祁怀容冷笑:“谁是乱臣贼子,你心里清楚,你怕身份暴露, 谋杀我母妃, 为夺皇位构陷先太子在前, 杀害九皇子在后,罪该万死!”
风沙席卷着祁怀容的声音, 刮在每个人耳中。
祁怀濯阴下脸,“蝼蚁垂死挣扎, 今日我就让你死个明白。”
他推开马车的门扉,牵着长公主出来, “华阳长公主在此, 姑姑今日就向天下人说明,他是如何与叶岌合谋,伪造身份, 倒行逆施!”

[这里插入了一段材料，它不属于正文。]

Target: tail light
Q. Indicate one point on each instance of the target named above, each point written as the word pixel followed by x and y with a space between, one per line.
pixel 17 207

长公主迎着风沙走出来,一袭华裙迎风翻飞, 启唇, 掷地有声道:“我站在这里, 便是最好的答案。”
祁怀濯仰头大笑, “你可听见了。”
长公主示意他松开自己,提着裙走下马车,站在两军的阵营之间, 回头看着祁怀濯。
祁怀濯脸上挂着气定神闲的笑,只听长公主开口,声线穿透风沙——
“今日我便将真相公之于众,他!便是冒充皇子的乱臣贼子!”
长公主抬手一扬,纤细的指直指祁怀濯。
祁怀濯笑意僵在脸畔,目光变得危险至极:“姑姑可知道自己在说什么?”
“你身份被揭露,一路窜逃到渝州,骗得渝山王世子出兵,后又勾结番邦!杀害渝山王世子!罪行累累!天地昭昭!你罪该万死!”
军中嘘疑声此起彼伏,祁怀濯眼中血丝暴起,他吐纳着,压下怒火,声音痛苦的说,“我知道姑姑是被那个冒牌货蒙骗,不要冥顽不灵,嗯?”

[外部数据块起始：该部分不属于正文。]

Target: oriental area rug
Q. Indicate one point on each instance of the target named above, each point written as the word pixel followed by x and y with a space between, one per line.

长公主这番话巫医振奋着朝廷兵马的军心,祁怀容更是大喜过望,“今日朕便要诛了你这乱成贼子!”
“凭你?”祁怀濯不屑,“你守城这不到两万的兵马,不过是用来献祭,如何与我十万大军抵抗!”
他拔高声音,“凡归降者,不杀!可你们若要助这乱臣贼子,那便视同谋反!杀无赦!”
降兵不杀,此言一出多少人心中有动摇。
长公主高声喝:“尔等都是保家卫国的勇士!哪怕战死沙场,也绝不能向刺逆贼投降!”
祁怀濯突然抬起右手,直指长公主,“姑姑是不要姳月的命了么,还是说,你不要自己的命了!”
他声音痛苦压抑,“回来,嗯?我既往不咎,你和这两万人,赢不了的。”
长公主面不改色,“我说了,哪怕战死,也不会服于你。”
“死也不肯站我这边啊。”祁怀濯眼里偾张着怒火,“为什么?为什么!”
他袖摆被风吹起,露出握在手里的袖箭,“那你就去死!”
祁怀容大惊,“弓箭手,保护长公主。”
祁怀濯盯紧着长公主,眸色一戾,扣着机关的手一松,却在箭头射出的一刹,偏了方向,只瞄准了她的肩头。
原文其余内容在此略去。